O enforcer: o cavaleiro de armadura invisível
Dentro dessa estrutura de guilda, existe um papel específico que remonta diretamente aos antigos cavaleiros: o enforcer.
Ele não está ali para acumular pontos ou estatísticas de ataque. Sua função é proteger, intimidar quando necessário e manter a ordem moral do gelo.
Jogadores como Bob Probert, Marty McSorley e Tie Domi não eram apenas lutadores: eram garantidores da justiça dentro das quatro linhas de gelo. Eles eram o braço armado da honra da equipe. Quando um astro ofensivo apanhava covardemente, o enforcer era chamado. Não por vingança pessoal, mas por justiça em nome da coletividade.
O rito de passagem: a primeira briga, o primeiro sangue
Assim como o escudeiro precisava provar sua coragem no campo antes de receber o título de cavaleiro, o jovem jogador na NHL muitas vezes precisa passar por seu “batismo de sangue”: a primeira briga.
Não se trata de violência gratuita. Trata-se de mostrar aos companheiros de time que ele está disposto a pagar o preço para fazer parte daquela irmandade.
Veteranos como George Parros e Colton Orr contam em entrevistas que a primeira briga foi mais uma prova de caráter do que de força. Não é preciso vencer. É preciso mostrar que você tem coração.
O vestiário: a capela da irmandade
Se o gelo é o campo de batalha, o vestiário é a catedral dessa irmandade. Ali, lágrimas e sangue se misturam com o suor. Discursos de líderes de equipe têm o tom de sermões. As conversas nos intervalos de jogo são como conselhos de guerra. Os abraços depois de uma vitória suada têm mais significado do que muitas celebrações familiares.
Ali dentro, o que acontece no vestiário fica no vestiário. Um princípio tão rígido quanto o segredo de um confessionário.
A conversão pós-carreira: do banco de penalidades ao altar
Tal como muitos cavaleiros, ao final de suas jornadas, vários enforcers e ex-jogadores da NHL enfrentam o vazio do pós-carreira. Alguns caem no alcoolismo, outros em depressão. Mas muitos encontram redenção em Deus.
O banco de penalidades se torna, simbolicamente, um ensaio para o confessionário.
Exemplos não faltam de jogadores que, após anos de brigas e cicatrizes, encontraram um chamado maior: convertendo-se ao cristianismo, tornando-se pastores, missionários ou mesmo sacerdotes católicos.

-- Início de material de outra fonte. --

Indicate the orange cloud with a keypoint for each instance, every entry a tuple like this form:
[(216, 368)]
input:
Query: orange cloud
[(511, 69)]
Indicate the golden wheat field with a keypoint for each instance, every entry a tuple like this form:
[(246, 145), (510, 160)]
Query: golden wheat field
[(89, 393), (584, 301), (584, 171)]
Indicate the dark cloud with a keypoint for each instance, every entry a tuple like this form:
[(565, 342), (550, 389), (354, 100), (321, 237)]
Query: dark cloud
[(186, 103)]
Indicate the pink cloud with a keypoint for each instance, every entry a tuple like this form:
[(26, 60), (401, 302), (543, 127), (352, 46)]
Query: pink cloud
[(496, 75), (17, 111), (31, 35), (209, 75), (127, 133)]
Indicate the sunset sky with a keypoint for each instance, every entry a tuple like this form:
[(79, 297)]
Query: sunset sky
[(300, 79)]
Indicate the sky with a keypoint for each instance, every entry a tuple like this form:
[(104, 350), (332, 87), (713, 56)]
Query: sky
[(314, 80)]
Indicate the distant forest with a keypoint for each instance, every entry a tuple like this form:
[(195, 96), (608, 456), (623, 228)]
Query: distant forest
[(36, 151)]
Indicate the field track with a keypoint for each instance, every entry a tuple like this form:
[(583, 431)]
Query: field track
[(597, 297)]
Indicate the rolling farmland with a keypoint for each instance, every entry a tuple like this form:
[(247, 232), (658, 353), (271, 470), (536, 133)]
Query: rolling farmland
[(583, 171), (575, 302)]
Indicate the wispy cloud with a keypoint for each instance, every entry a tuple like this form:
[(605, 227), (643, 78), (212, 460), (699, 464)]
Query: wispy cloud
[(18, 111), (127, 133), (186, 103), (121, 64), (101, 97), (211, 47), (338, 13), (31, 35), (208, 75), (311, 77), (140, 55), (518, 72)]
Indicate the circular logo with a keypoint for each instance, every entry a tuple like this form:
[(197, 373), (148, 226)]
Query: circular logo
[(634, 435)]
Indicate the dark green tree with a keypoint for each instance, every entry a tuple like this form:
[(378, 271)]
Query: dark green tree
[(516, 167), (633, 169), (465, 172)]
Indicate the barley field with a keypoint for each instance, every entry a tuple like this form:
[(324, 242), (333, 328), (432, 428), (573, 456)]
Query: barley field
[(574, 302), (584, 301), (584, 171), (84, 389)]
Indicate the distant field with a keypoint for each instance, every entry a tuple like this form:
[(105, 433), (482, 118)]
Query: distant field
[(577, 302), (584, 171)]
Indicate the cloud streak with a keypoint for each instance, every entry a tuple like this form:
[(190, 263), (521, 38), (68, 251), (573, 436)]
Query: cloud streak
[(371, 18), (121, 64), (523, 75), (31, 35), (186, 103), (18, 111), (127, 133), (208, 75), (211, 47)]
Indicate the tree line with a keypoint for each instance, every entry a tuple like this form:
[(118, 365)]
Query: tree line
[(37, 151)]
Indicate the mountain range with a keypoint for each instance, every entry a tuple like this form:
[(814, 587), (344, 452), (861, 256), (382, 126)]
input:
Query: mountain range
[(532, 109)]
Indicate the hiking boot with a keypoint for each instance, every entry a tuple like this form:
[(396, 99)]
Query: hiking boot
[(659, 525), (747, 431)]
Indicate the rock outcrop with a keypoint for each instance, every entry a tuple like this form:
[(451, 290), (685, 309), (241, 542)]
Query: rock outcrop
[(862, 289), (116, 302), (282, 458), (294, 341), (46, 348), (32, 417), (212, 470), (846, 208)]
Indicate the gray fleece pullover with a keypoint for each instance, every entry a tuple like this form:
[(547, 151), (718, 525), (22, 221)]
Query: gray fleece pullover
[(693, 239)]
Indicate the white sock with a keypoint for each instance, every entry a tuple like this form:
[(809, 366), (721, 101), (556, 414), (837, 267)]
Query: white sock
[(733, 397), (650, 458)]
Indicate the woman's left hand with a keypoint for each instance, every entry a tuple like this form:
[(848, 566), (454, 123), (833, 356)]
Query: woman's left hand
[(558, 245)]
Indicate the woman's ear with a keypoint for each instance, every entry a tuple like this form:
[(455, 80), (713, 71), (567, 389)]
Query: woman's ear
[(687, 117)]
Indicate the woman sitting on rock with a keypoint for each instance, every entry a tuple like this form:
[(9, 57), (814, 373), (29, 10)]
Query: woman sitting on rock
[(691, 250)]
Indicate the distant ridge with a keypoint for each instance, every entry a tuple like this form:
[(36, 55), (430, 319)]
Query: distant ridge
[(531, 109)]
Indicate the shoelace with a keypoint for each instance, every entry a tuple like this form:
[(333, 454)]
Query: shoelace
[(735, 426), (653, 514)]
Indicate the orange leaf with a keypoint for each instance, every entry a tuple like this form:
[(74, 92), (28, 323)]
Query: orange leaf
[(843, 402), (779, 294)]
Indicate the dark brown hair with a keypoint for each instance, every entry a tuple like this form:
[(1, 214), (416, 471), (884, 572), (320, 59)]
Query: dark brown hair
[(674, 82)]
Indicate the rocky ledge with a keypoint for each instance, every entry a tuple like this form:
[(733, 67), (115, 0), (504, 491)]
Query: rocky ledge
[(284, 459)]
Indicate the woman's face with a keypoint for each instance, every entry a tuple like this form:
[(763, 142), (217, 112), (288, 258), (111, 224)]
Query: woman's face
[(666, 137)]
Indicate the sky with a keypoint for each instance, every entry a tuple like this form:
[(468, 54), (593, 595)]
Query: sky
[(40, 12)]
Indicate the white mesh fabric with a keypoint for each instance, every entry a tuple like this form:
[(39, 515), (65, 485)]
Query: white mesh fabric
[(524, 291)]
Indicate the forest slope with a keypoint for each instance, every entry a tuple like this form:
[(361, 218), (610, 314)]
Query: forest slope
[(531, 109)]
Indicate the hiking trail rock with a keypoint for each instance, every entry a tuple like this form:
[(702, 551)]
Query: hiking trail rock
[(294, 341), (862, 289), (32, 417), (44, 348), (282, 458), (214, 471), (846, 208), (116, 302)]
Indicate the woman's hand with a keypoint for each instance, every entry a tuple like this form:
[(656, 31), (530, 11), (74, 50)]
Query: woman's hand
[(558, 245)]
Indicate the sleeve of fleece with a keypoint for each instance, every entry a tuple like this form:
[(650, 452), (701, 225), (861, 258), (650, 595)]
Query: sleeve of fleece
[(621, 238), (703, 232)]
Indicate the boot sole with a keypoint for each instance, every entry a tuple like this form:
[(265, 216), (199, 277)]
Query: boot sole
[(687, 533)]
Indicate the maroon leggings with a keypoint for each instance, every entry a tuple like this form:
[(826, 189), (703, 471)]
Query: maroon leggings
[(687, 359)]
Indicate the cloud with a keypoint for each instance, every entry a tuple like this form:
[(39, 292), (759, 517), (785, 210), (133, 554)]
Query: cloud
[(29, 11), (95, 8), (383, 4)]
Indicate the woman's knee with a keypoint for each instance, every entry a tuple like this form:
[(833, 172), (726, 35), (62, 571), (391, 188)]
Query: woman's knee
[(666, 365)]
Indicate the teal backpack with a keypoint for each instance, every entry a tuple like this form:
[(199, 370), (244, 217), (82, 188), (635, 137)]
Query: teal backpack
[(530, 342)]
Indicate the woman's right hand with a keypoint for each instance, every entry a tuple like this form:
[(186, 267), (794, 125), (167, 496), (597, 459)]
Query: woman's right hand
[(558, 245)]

O caso mais emblemático é o de Shawn Thornton, que mesmo não se tornando sacerdote, tornou-se símbolo de serviço comunitário e exemplo de redenção pessoal. Outros, como Mike Fisher, embora não fossem enforcers puros, também representaram esse espírito de homem de fé após a carreira.
Conclusão: uma ordem cavaleiresca no século XXI
A NHL, vista por este prisma, é mais do que um campeonato de hóquei. É uma ordem moderna de guerreiros. Homens que se unem por um ideal maior que eles mesmos. Que se levantam quando caem. Que protegem os seus. Que lutam com honra.
Eles são os cavaleiros de hoje. Apenas trocaram a armadura de ferro por capacetes de policarbonato e armam-se não com espadas, mas com tacos e punhos cerrados.
No fim das contas, o gelo da NHL é o campo onde a honra ainda é uma moeda com valor real.